El caso se originó por una demanda ejecutiva presentada por una entidad pública de economía mixta del orden nacional, dedicada a la administración de ahorro y crédito, contra un deudor que había otorgado un pagaré con garantía hipotecaria sobre un inmueble ubicado en Dosquebradas. La entidad solicitó mandamiento de pago y medidas cautelares de embargo y secuestro sobre dicho inmueble.
El juzgado de Dosquebradas fue inicialmente asignado para conocer el caso, pero mediante auto declaró su falta de competencia territorial, argumentando que, dado el domicilio principal de la entidad demandante en Bogotá, los jueces de esta ciudad tenían competencia conforme al Código General del Proceso. Posteriormente, el juzgado de Bogotá rechazó conocer el asunto y planteó una colisión negativa, basándose en la ubicación territorial del inmueble, la residencia del demandado y la existencia de una posible sucursal de la entidad en Dosquebradas.
Análisis jurídico y consideraciones de la Corte
La Corte Suprema examinó las reglas de competencia territorial establecidas en el artículo 28 del Código General del Proceso, que contempla diversas pautas:
- Numeral 1°: Competencia general del juez del domicilio del demandado.
- Numeral 3°: Competencia por el lugar de cumplimiento de obligaciones en títulos ejecutivos.
- Numeral 5°: Competencia del juez del domicilio principal de personas jurídicas y, a prevención, de la sucursal o agencia.
- Numeral 7°: Competencia privativa del juez del lugar donde se encuentran los bienes en procesos sobre derechos reales.
- Numeral 10°: Competencia privativa del juez del domicilio de entidades territoriales o descentralizadas y otras entidades públicas.
El conflicto surgió entre las reglas del numeral 7° (foro territorial del bien) y del numeral 10° (foro subjetivo de la entidad pública). La Corte recordó que, conforme al artículo 29 del mismo código y su jurisprudencia consolidada, en casos donde concurre competencia entre estos fueros privativos, prevalece el foro del domicilio de la entidad pública.
En el caso concreto, la entidad demandante es una sociedad anónima de economía mixta vinculada a la rama ejecutiva del poder público, con domicilio principal en Bogotá. Por ello, la Corte estableció que debe aplicarse la competencia privativa del juez del domicilio de la entidad pública, en este caso, el juzgado de Bogotá.

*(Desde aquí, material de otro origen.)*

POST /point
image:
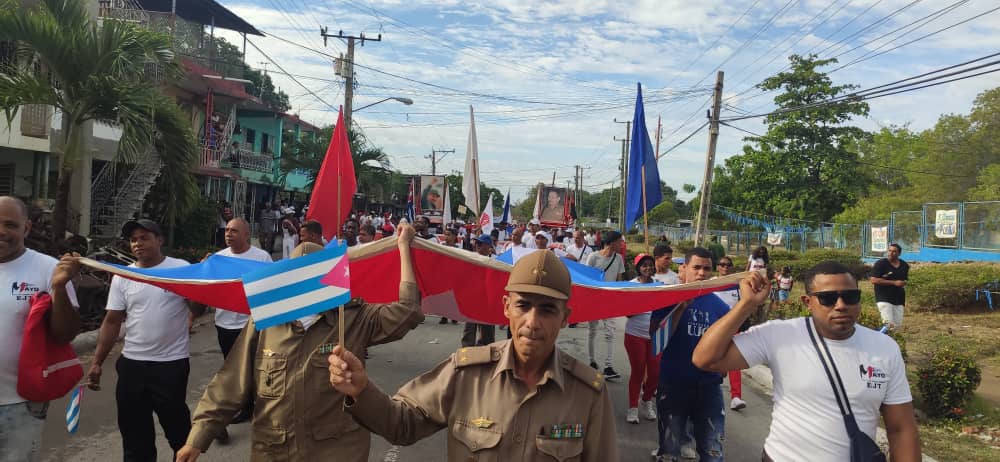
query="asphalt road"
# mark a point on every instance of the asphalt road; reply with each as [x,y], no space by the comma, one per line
[390,366]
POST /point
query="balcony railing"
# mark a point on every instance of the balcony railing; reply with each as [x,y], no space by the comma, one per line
[248,160]
[35,120]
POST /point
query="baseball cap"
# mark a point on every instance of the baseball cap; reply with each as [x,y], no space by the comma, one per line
[639,258]
[148,225]
[610,237]
[541,273]
[661,250]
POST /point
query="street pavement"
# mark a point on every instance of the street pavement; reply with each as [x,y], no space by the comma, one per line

En cuanto a la posibilidad de que el juzgado de Dosquebradas también fuera competente por existir allí una sucursal o agencia, la Corte señaló que el expediente no contenía evidencia suficiente para considerar que la entidad tenga un establecimiento de comercio o agencia con representación legal en esa ciudad, y que la existencia de un “punto de atención” o “oficina” no cumple con los requisitos legales para atribuir competencia a dicho juzgado.
Decisión y consecuencias procesales
Con base en estas consideraciones, la Corte Suprema de Justicia decidió declarar competente para conocer la demanda ejecutiva al Juzgado Cuarenta y Cuatro de Pequeñas Causas y Competencia Múltiple de Bogotá y ordenó remitir el expediente a este despacho para que continúe con el trámite correspondiente.

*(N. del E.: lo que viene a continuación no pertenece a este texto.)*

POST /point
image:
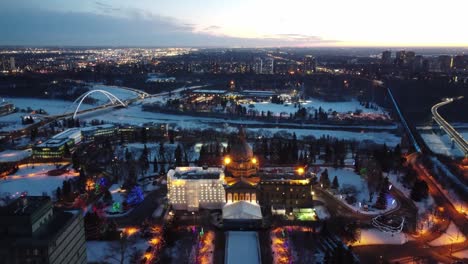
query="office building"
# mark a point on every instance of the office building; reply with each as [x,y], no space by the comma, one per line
[32,231]
[58,146]
[191,188]
[386,57]
[310,64]
[258,65]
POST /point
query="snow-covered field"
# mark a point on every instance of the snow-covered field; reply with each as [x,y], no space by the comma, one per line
[14,155]
[133,115]
[424,207]
[451,235]
[347,177]
[51,106]
[12,122]
[377,237]
[376,137]
[442,144]
[322,212]
[463,254]
[311,105]
[119,92]
[34,181]
[109,251]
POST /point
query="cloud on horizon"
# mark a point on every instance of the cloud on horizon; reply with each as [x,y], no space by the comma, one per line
[113,26]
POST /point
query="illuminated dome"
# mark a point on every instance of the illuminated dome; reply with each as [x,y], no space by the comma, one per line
[241,151]
[240,162]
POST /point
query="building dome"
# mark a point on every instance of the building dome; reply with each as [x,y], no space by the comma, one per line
[241,151]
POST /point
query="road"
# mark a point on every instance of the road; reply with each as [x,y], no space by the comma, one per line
[143,211]
[437,194]
[454,135]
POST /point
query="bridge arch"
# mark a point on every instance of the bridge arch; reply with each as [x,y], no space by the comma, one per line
[112,98]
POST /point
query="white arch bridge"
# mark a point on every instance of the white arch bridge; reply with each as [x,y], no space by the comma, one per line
[114,100]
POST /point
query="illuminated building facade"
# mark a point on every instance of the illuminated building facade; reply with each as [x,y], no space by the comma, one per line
[32,231]
[6,108]
[102,131]
[285,191]
[242,191]
[191,188]
[55,148]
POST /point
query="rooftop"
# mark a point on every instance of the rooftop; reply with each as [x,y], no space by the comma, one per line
[196,173]
[68,133]
[92,128]
[54,142]
[24,205]
[242,247]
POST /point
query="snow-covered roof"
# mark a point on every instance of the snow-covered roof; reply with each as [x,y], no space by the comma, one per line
[93,128]
[196,173]
[242,210]
[242,248]
[68,133]
[14,155]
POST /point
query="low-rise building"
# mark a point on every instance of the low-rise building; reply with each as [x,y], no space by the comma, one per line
[102,131]
[283,191]
[191,188]
[58,146]
[31,231]
[6,108]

Asimismo, se instruyó comunicar la providencia al juzgado de Dosquebradas y a la entidad demandante, asegurando así la correcta coordinación procesal y respeto a las reglas de competencia territorial y subjetiva establecidas en la legislación vigente.

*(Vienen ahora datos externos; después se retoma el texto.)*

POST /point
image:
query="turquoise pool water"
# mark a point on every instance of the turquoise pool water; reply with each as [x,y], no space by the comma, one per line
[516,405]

Esta resolución reafirma la primacía del foro del domicilio de la entidad pública en los procesos en que actúa como parte, especialmente en materia de ejecución de garantías reales, garantizando la seguridad jurídica y la correcta administración de justicia. De esta manera, se establece un precedente importante para futuros casos similares, contribuyendo a la claridad y uniformidad en la aplicación del derecho procesal colombiano.